岩上 敏一さん 71 歳
不用品の再利用で道具を制作し、オリジナル大道芸で慰問活動。
何か人の役に立つことをやってみたい、喜ばせたい
60歳を過ぎたある日、「今まで仕事一筋でやってきたが、何か人の役に立つことをやってみたい」と思い、身近なものを活用できないかと考えたそうです。
そんな中、葬儀の仕事で不要になった灯篭を改良して笠をつくり、頭の上で回転させてみたところ、「これで大道芸ができる」と思い立ったそうです。
「父が人を喜ばせることが好きな人だったので、その影響もある」と、岩上さん。
出会いと笑顔が生きがい、訪問活動の広がり
平成20年3月に自身オリジナルの大道芸を披露する慰問活動を開始。自家用車に小道具を詰め込み、一人で地元・岩泉町内の高齢者施設などを中心に回りました。当初は月に1、2回程度だったのですが、回数を重ね、芸のレパートリーも増えて、徐々に慰問回数が増えました。

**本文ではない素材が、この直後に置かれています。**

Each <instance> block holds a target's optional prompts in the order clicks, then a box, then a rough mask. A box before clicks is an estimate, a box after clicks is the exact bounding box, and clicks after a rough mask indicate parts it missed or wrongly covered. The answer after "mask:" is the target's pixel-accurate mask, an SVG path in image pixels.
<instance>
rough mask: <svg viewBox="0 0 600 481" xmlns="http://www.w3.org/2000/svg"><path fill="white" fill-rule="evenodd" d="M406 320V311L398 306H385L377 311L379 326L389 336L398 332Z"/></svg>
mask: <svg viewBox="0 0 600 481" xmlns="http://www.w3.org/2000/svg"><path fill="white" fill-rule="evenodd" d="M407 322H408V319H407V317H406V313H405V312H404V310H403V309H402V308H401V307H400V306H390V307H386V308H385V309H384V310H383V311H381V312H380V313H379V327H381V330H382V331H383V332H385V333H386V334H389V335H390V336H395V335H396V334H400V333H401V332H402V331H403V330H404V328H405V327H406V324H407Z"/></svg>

慰問先では、自作の小道具を使った芸や軽妙な語り口で会場を沸かせています。また、10種類以上の音が出るドラムやトランペットなどを使い、歌や演奏も披露します。その中で特徴的なのが、頭の上に小道具を乗せて回す芸。東京スカイツリーのオブジェ、だるま、やかん、ぬいぐるみなど、様々な物を頭上で軽快に回し、会場の入所者や職員にも好評を得ています。道具は不要になったもの(自営の葬儀屋・仏具店で使った道具、日用品、家電製品の部品など)を再利用して装飾を施したもので、すべて自身で制作。
「人との出会い」「芸を見て喜んでくれる人の笑顔」が生きがいとなり、慰問回数は、平成26年10月28日で1,000回を超えました。慰問した多くの施設から感謝状や色紙、激励の手紙が届き、公演依頼も増えています。

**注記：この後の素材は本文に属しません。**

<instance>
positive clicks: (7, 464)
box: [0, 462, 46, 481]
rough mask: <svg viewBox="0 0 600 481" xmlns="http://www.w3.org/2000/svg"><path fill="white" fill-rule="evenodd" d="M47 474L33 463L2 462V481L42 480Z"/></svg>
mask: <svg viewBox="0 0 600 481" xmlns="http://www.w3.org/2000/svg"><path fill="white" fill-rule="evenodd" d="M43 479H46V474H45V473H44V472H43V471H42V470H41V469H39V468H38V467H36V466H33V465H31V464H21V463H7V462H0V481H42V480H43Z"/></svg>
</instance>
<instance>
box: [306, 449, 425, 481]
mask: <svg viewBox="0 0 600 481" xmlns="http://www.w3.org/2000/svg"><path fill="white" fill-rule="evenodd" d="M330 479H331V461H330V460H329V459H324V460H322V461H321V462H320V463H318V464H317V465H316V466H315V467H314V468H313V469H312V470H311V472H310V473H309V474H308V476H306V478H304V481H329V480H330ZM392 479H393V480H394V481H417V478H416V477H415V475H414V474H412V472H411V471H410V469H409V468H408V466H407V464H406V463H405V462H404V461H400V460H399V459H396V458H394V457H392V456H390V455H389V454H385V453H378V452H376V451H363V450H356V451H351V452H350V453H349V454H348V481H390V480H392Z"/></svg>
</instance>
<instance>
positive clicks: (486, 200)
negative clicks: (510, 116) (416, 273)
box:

遠出をするときは、車に寝泊まりすることもあるそうです。活動を続けられるのは、家族の協力が大きいようです。自営の仏具店等は、普段は奥様と息子さんが対応しており、電話
で連絡を取り合いながら、仕事とボランティア活動を兼務しているとのことです。
また、体力に自信があることも活動を始める後押しとなりました。65歳の時には、岩泉町から盛岡市の約70キロを完走したほどの体力自慢。30歳から続けたマラソンが体力をつくりました。
目標、訪問回数2,000回と大道芸人全国大会出場
現在は岩手県内の高齢者施設、障害者施設、保育園などをボランティアで回り続けており、月に15から20回程度の公演をこなしていますが、多い時は月に40回もあるとのこと。今後も、今までと変わらずに活動を続け、75歳までに訪問回数2,000回を目標としています。
また、慰問活動の他には、東京都で開催される「芸王(げいわん)グランプリ」東京地区大会に毎年参加しています。平成23年には準優勝し、全国大会出場を果たしました。「芸王(げいわん)グランプリ」東京地区大会で良い成績をあげ、再度全国大会に出場することを目指しています。